Elli Kriel, a sociologist by training who moved here in 2013 when her husband was transferred to the Emirates for work, began serving kosher food to Jewish tourists years ago out of her home kitchen. Now she has become the go-to kosher chef in the UAE at a time when Israeli tourists have begun streaming into the country.
Last year, Kriel launched Kosherati, which sells kosher-certified Emirati cuisine, as well as fusion Jewish-Emirati dishes. And she opened a kosher pop-up restaurant in December at the Hilton Al Habtoor City, a Dubai hotel. Before the restaurant had to close because of rising COVID-19 rates, it employed three chefs and 12 other employees. Kosher supervision was provided by the Orthodox Union.
“[For] those who wanted kosher foods, coming to eat the foods that they could get in their home communities [while] in Dubai was a bit of a waste,” said Kriel, sitting in the Hilton Habtoor’s lobby. “Because you’re a tourist, you want to experience the flavors of Dubai.”
Word spread.

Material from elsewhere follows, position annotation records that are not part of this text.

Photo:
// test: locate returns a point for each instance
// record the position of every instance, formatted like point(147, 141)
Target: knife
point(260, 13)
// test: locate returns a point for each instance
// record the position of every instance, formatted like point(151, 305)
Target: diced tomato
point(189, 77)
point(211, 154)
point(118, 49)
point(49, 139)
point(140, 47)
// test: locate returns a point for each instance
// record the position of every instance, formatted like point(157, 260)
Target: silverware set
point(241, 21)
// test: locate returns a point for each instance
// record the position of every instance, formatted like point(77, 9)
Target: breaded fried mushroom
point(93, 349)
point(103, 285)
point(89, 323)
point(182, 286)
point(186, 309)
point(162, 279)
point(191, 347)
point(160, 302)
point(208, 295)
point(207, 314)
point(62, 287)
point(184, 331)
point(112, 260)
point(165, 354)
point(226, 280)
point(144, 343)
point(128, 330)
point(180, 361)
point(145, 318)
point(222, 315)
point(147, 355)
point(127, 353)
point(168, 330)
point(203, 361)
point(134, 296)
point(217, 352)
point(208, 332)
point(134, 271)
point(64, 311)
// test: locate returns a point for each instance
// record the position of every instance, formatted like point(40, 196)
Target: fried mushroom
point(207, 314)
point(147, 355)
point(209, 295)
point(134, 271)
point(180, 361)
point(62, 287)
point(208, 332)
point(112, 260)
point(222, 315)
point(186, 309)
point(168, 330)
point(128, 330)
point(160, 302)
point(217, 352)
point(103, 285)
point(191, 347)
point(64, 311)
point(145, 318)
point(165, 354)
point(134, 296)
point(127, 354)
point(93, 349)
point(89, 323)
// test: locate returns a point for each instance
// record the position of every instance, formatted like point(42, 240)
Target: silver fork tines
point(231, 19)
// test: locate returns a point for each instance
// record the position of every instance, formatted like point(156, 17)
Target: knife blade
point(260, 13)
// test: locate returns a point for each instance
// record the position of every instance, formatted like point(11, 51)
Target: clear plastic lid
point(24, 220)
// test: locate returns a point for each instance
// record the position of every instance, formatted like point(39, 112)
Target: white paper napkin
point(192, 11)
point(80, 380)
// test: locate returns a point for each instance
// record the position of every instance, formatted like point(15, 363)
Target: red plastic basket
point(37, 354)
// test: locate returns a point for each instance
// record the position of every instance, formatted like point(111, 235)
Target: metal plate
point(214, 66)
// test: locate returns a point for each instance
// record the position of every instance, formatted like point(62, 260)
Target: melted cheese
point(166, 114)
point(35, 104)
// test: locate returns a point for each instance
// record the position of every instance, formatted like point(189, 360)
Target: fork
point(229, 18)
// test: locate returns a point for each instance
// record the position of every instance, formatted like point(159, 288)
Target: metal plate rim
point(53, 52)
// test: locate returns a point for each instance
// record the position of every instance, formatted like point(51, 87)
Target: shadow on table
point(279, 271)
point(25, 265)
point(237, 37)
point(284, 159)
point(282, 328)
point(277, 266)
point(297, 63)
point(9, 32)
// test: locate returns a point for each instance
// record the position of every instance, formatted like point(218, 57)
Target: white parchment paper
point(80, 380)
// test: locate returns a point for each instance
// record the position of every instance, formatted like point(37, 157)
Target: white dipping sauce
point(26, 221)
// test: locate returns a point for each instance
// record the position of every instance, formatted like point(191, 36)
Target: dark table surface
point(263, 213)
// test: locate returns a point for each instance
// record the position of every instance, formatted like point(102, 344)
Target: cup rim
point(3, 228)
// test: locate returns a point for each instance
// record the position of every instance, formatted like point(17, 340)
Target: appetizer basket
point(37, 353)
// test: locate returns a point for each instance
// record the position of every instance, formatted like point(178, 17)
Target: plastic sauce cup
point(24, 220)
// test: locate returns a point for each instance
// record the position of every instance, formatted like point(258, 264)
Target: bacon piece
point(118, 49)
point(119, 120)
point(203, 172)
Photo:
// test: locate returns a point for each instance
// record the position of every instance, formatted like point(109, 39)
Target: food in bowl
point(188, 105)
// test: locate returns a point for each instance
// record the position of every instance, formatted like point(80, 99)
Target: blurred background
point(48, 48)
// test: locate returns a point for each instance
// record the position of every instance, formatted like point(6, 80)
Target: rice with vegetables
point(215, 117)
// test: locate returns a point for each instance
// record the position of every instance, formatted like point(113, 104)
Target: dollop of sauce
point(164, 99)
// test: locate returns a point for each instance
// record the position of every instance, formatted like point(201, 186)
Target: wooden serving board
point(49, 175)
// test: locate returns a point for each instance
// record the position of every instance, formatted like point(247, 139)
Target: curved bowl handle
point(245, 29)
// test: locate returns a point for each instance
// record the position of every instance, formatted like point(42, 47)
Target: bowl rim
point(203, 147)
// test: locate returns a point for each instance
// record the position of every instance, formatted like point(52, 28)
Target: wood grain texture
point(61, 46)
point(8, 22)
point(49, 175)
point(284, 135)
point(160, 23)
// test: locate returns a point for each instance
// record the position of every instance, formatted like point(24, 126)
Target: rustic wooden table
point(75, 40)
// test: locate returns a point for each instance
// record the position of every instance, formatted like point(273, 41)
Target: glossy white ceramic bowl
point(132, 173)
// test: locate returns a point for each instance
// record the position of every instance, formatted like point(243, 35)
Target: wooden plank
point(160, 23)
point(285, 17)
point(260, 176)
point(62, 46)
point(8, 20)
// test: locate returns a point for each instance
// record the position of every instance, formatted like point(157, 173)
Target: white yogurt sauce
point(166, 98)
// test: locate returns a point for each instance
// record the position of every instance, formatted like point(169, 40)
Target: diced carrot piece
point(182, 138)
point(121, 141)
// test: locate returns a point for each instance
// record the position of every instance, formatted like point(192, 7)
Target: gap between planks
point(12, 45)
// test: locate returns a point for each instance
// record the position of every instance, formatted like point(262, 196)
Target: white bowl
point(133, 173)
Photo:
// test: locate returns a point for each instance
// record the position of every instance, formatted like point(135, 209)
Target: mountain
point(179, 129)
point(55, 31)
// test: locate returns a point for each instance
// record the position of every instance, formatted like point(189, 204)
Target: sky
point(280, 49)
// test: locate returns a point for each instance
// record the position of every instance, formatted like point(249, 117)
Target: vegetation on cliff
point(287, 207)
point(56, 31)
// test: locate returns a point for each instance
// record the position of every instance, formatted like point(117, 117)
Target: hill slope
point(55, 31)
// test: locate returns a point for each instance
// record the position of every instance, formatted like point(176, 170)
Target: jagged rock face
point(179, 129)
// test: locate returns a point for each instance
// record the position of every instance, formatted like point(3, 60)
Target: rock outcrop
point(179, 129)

Observant Jewish tourists and business travelers sought out Kriel and asked her to cook kosher meals, which she would do for free. When the UAE held a high-profile interfaith conference in 2018, organizers turned to her to feed a Jewish delegation.
Similar events followed in 2019, and Kriel decided to set up a website to market her cooking.

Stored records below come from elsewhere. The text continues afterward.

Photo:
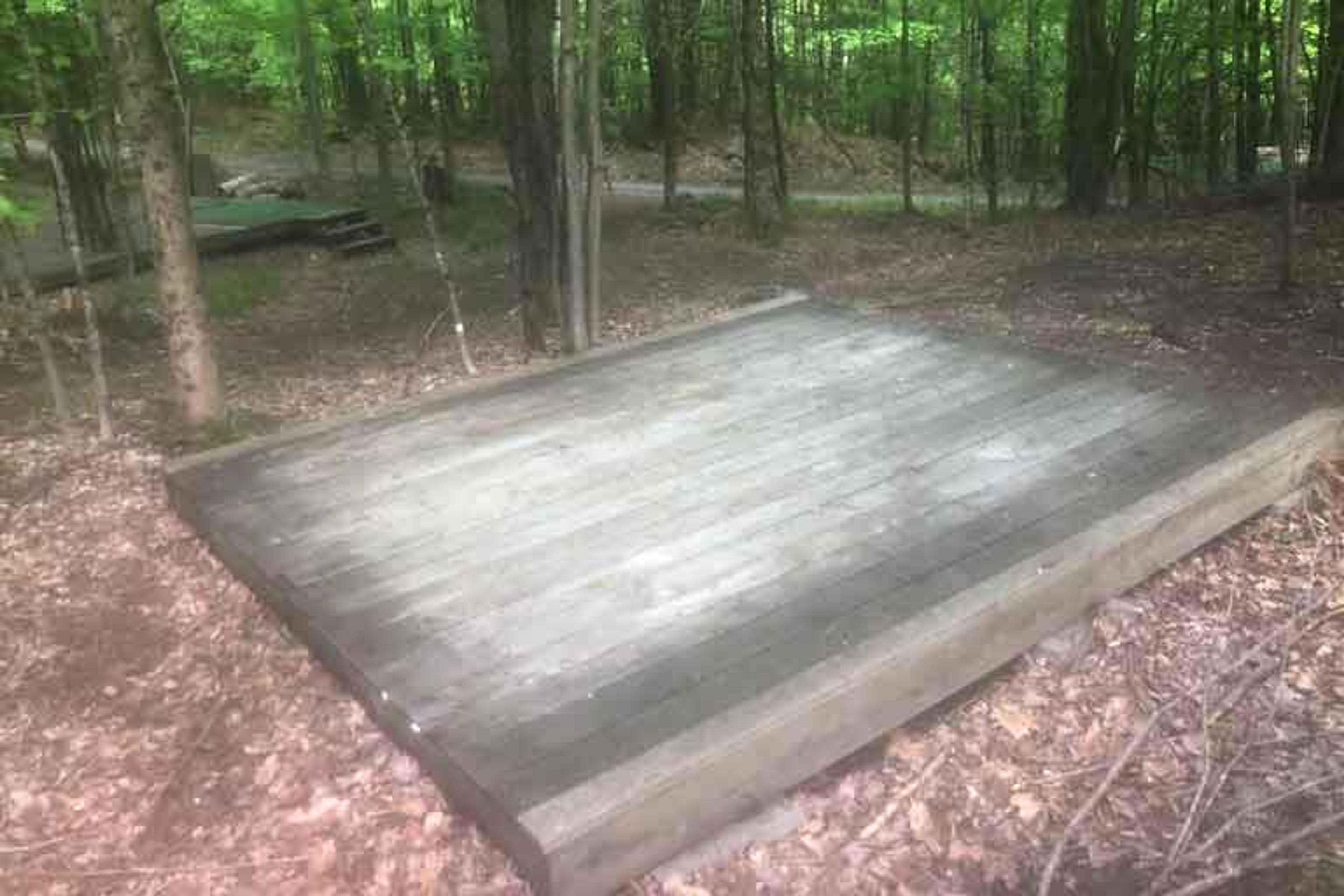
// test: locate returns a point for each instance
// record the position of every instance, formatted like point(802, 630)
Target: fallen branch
point(909, 790)
point(1136, 741)
point(1262, 860)
point(146, 871)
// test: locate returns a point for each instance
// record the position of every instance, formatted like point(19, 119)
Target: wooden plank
point(496, 469)
point(717, 596)
point(463, 426)
point(642, 496)
point(631, 817)
point(200, 472)
point(515, 629)
point(576, 713)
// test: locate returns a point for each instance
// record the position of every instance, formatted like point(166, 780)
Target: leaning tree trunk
point(908, 131)
point(988, 125)
point(519, 38)
point(76, 221)
point(761, 187)
point(1332, 101)
point(365, 18)
point(1214, 99)
point(576, 315)
point(596, 174)
point(14, 266)
point(1288, 138)
point(311, 92)
point(150, 112)
point(445, 100)
point(1088, 139)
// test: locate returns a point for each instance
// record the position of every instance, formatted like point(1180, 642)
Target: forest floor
point(162, 734)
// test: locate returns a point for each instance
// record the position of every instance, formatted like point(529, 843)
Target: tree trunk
point(926, 100)
point(75, 226)
point(1332, 101)
point(413, 103)
point(1249, 162)
point(311, 91)
point(14, 266)
point(576, 314)
point(445, 101)
point(1031, 108)
point(381, 111)
point(365, 16)
point(150, 113)
point(1288, 138)
point(662, 49)
point(988, 125)
point(1214, 99)
point(519, 38)
point(1088, 138)
point(908, 83)
point(596, 174)
point(761, 189)
point(772, 65)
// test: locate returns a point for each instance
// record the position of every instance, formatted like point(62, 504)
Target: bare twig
point(909, 790)
point(146, 871)
point(422, 350)
point(1198, 806)
point(17, 849)
point(1264, 859)
point(1136, 741)
point(1261, 805)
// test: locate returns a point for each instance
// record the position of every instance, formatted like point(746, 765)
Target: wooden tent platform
point(620, 602)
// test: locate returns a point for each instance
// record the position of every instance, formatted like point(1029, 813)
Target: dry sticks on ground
point(1217, 696)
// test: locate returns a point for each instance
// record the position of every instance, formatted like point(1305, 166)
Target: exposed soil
point(162, 734)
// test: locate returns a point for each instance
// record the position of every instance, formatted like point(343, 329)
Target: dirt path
point(160, 734)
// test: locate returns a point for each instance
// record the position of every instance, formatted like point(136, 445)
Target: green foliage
point(234, 290)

“I got a call saying that there is a group of rabbis who will not eat a thing because it’s not kosher, and that I should do something about it,” she said regarding the 2018 conference. “I then cooked for this group three meals a day for seven days from my kitchen.”

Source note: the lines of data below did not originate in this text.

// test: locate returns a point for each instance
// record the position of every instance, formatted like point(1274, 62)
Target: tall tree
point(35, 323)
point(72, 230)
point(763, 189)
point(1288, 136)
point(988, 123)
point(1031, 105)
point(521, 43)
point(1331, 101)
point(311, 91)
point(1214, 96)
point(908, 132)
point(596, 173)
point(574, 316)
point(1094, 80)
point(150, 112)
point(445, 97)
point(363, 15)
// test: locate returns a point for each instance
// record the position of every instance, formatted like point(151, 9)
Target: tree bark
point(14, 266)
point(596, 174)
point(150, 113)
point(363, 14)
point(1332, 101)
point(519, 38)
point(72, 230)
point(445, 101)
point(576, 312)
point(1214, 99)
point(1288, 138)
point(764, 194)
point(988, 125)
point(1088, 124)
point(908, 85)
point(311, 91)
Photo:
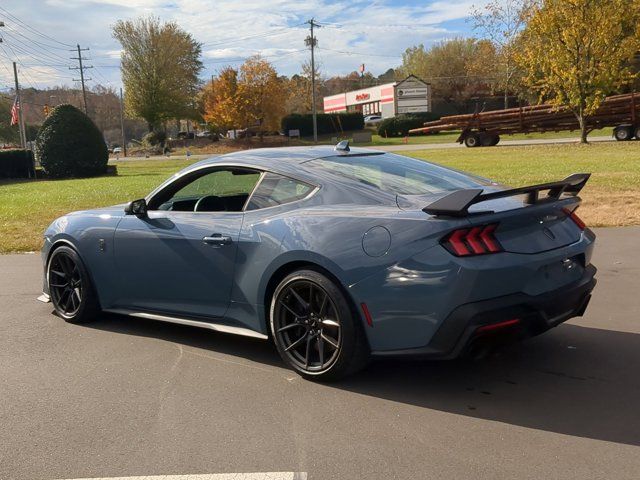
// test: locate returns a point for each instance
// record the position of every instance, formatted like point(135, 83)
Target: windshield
point(399, 175)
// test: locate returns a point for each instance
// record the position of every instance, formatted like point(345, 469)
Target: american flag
point(15, 109)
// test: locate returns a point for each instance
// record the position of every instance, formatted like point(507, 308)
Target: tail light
point(478, 240)
point(576, 219)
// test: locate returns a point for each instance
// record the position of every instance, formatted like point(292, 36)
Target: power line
point(32, 29)
point(312, 43)
point(278, 31)
point(38, 57)
point(81, 68)
point(360, 53)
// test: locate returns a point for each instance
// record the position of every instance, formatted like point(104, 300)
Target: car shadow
point(239, 346)
point(573, 380)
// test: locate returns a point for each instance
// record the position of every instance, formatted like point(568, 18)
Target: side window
point(276, 190)
point(220, 190)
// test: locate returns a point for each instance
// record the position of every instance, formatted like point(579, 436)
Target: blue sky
point(38, 33)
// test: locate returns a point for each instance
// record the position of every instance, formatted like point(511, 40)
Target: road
point(400, 148)
point(130, 397)
point(503, 143)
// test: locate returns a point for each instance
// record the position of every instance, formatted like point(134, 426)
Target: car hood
point(112, 211)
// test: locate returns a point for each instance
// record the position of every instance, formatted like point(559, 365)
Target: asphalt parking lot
point(131, 397)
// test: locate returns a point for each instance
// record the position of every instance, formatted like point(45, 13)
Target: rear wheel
point(472, 140)
point(70, 288)
point(314, 329)
point(622, 133)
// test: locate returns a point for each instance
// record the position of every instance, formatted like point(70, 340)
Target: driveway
point(130, 397)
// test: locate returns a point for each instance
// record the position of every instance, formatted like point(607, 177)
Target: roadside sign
point(413, 96)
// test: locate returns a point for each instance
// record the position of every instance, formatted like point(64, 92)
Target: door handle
point(217, 239)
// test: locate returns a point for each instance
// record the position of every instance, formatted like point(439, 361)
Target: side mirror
point(136, 207)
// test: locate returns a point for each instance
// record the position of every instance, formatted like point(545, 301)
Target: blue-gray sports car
point(333, 254)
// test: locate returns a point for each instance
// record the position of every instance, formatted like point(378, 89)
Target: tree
point(160, 64)
point(261, 95)
point(458, 69)
point(501, 22)
point(576, 52)
point(70, 145)
point(220, 100)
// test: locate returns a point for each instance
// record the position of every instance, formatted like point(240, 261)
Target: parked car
point(335, 255)
point(186, 135)
point(372, 120)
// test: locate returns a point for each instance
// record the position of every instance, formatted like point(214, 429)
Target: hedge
point(327, 123)
point(399, 126)
point(70, 145)
point(16, 163)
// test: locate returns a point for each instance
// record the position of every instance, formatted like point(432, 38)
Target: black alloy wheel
point(308, 326)
point(70, 288)
point(314, 329)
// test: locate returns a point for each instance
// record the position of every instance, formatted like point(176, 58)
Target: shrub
point(16, 163)
point(400, 125)
point(70, 145)
point(327, 123)
point(153, 139)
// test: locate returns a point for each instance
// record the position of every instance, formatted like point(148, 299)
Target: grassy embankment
point(612, 196)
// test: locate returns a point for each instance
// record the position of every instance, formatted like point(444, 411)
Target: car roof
point(285, 160)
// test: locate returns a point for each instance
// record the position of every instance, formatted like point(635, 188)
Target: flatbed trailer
point(484, 128)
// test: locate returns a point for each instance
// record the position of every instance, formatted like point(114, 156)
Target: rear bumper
point(463, 330)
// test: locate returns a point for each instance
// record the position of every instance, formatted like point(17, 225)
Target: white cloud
point(375, 33)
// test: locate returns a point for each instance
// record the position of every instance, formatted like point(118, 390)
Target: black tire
point(70, 287)
point(314, 329)
point(622, 133)
point(472, 140)
point(487, 139)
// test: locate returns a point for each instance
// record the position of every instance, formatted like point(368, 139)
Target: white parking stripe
point(214, 476)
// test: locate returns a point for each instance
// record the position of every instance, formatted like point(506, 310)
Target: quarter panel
point(331, 237)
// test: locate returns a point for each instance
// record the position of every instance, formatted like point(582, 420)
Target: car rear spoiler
point(457, 203)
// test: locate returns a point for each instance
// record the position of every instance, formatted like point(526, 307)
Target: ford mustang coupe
point(333, 254)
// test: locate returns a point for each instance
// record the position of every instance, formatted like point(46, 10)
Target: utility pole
point(124, 139)
point(312, 41)
point(23, 136)
point(82, 69)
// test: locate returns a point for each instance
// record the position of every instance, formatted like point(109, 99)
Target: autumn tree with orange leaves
point(253, 96)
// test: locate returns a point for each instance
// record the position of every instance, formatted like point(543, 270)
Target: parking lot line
point(214, 476)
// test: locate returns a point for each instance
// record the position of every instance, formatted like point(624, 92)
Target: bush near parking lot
point(399, 126)
point(70, 145)
point(327, 123)
point(16, 163)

While Kriel was building up a base of kosher eaters, she found another set of potential customers among local Muslims. Emiratis who had traveled to the United States or Europe and couldn’t find halal food often turned to kosher restaurants, which abide by similar dietary restrictions. Some developed a liking for traditional Jewish cuisine.
“They missed this taste when they came back to the UAE,” Kriel said. “I had two sets of audiences. I had those who wanted Jewish foods, not necessarily kosher foods, and also had those who wanted kosher foods, but not necessarily Jewish foods.”
One of Kriel’s offerings is the balaleet kugel, which combines an Emirati vermicelli and egg breakfast meal with the Ashkenazi Jewish sweet noodle dish. Similarly, her chebab blintz melds the Jewish crepe delicacy with chebab, an Emirati pancake. And Kriel’s “bread of peace,” named in honor of the normalization agreement, combines challah with khameer, an Emirati spiced pita-like bread.
Demand for Kriel’s food has risen with the normalization of relations with Israel, as more than 50,000 Israeli tourists flew to the UAE before travel to and from Israel was suspended due to the pandemic. Kriel hopes the influx will eventually lead to kosher ingredients being sold in Dubai. Last year saw her move from her home kitchen into the Hilton Habtoor, and she also plans to expand her business into Abu Dhabi.
“Within six months, of course, it’s going to be a completely different environment — we’ll be able to go into the supermarket, and you will find kosher products,” she said. “You’re going to have a section that says ‘kosher.’ So we will get there.”